After the procedure, the site of the puncture is covered with a sterile bandage. The patient should remain lying down for four to six hours after the lumbar puncture. Vital signs should be monitored every 15 minutes for four hours, then every 30 minutes for another four hours. The puncture site should be observed for signs of weeping or swelling for 24 hours. The neurological status of the patient should also be evaluated for such symptoms as numbness and/or tingling in the lower extremities.
The most common side effect after the removal of CSF is a headache. This occurs in 10–30% of adult patients and in up to 40% of children. It is caused by a decreased CSF pressure related to a small leak of CSF through the puncture site. These headaches usually are a dull pain, although some people report a throbbing sensation. A stiff neck and nausea may accompany the headache. Lumbar puncture headaches typically begin within two days after the procedure and persist from a few days to several weeks or months.

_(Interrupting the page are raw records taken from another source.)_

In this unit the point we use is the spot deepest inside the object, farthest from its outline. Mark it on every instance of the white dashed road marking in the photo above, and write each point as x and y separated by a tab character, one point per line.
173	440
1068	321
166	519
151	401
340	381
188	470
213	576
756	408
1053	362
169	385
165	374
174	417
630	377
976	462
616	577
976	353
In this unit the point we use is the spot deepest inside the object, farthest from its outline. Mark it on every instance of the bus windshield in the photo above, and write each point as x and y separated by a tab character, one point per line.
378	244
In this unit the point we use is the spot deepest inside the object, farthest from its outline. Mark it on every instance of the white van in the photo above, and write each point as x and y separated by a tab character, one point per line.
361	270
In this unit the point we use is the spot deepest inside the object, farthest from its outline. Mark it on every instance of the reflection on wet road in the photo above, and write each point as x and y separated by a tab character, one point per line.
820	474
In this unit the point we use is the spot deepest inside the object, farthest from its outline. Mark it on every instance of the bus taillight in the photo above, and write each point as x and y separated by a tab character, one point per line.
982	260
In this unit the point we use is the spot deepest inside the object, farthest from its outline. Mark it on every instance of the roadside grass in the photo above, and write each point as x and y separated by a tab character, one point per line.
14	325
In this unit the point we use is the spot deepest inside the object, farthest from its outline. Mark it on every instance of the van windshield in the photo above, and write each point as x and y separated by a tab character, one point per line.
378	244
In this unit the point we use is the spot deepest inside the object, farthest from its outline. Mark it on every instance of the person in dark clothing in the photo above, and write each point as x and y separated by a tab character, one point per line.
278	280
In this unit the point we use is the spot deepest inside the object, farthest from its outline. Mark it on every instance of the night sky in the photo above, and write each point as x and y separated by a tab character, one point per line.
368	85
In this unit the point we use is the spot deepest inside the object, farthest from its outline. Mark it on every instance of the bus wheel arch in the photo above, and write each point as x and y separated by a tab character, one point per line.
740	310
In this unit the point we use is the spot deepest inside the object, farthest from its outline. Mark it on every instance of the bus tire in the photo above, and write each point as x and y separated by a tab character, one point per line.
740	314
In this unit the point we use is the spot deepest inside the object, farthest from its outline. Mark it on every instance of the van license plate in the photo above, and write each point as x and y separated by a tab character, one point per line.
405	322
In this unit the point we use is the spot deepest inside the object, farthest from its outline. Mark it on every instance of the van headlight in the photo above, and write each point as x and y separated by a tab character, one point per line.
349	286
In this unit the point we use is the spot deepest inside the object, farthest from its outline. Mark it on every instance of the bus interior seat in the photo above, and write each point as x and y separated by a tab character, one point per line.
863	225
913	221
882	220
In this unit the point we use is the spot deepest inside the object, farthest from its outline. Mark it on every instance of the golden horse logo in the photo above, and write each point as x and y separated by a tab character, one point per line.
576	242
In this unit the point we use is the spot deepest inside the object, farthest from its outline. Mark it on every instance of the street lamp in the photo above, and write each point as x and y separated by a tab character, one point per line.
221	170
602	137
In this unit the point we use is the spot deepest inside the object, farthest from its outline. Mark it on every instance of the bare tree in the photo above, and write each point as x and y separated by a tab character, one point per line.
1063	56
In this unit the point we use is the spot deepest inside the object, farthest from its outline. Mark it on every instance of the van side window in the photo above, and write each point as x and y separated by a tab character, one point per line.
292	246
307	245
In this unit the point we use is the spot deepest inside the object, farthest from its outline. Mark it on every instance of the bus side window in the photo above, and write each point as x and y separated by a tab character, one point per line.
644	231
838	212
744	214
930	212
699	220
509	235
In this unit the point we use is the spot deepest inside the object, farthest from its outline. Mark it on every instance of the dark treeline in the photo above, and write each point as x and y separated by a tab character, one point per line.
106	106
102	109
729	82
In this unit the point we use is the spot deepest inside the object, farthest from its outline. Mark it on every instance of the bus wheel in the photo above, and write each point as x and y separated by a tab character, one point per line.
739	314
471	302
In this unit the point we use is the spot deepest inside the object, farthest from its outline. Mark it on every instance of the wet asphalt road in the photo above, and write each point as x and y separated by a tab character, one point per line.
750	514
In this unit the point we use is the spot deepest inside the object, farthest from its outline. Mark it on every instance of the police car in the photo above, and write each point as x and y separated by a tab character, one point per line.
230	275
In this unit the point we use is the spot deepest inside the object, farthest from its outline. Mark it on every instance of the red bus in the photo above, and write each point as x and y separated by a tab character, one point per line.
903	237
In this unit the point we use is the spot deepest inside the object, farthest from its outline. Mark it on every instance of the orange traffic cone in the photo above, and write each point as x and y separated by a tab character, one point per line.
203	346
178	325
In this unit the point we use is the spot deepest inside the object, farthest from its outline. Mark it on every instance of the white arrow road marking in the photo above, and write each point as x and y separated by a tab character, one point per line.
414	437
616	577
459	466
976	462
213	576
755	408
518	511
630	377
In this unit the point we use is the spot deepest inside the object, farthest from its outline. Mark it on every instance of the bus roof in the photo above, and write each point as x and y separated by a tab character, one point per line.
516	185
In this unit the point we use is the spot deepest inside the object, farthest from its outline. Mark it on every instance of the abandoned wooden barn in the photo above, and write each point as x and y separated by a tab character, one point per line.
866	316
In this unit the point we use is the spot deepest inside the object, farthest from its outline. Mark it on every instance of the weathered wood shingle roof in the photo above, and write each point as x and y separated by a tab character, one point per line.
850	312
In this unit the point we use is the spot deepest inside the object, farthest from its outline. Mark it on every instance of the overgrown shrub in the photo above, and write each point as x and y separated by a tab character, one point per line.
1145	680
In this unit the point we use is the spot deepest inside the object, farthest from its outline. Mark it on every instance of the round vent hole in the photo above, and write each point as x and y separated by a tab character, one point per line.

- Gross appearance: Normal CSF is clear and colorless.
- CSF opening pressure: 50–175 mm H 2 O.
- Specific gravity: 1.006–1.009.
- Glucose: 40–80 mg/dL.
- Total protein: 15–45 mg/dL.
- LD: 1/10 of serum level.
- Lactate: less than 35 mg/dL.
- Leukocytes (white blood cells): 0–5/microL (adults and children); up to 30/microL (newborns).
- Differential: 60–80% lymphocytes; up to 30% monocytes and macrophages; other cells 2% or less. Monocytes and macrophages are somewhat higher in neonates.
- Gram stain: negative.
- Culture: sterile.
- Syphilis serology: negative.
- Red blood cell count: Normally, there are no red blood cells in the CSF unless the needle passes through a blood vessel on route to the CSF.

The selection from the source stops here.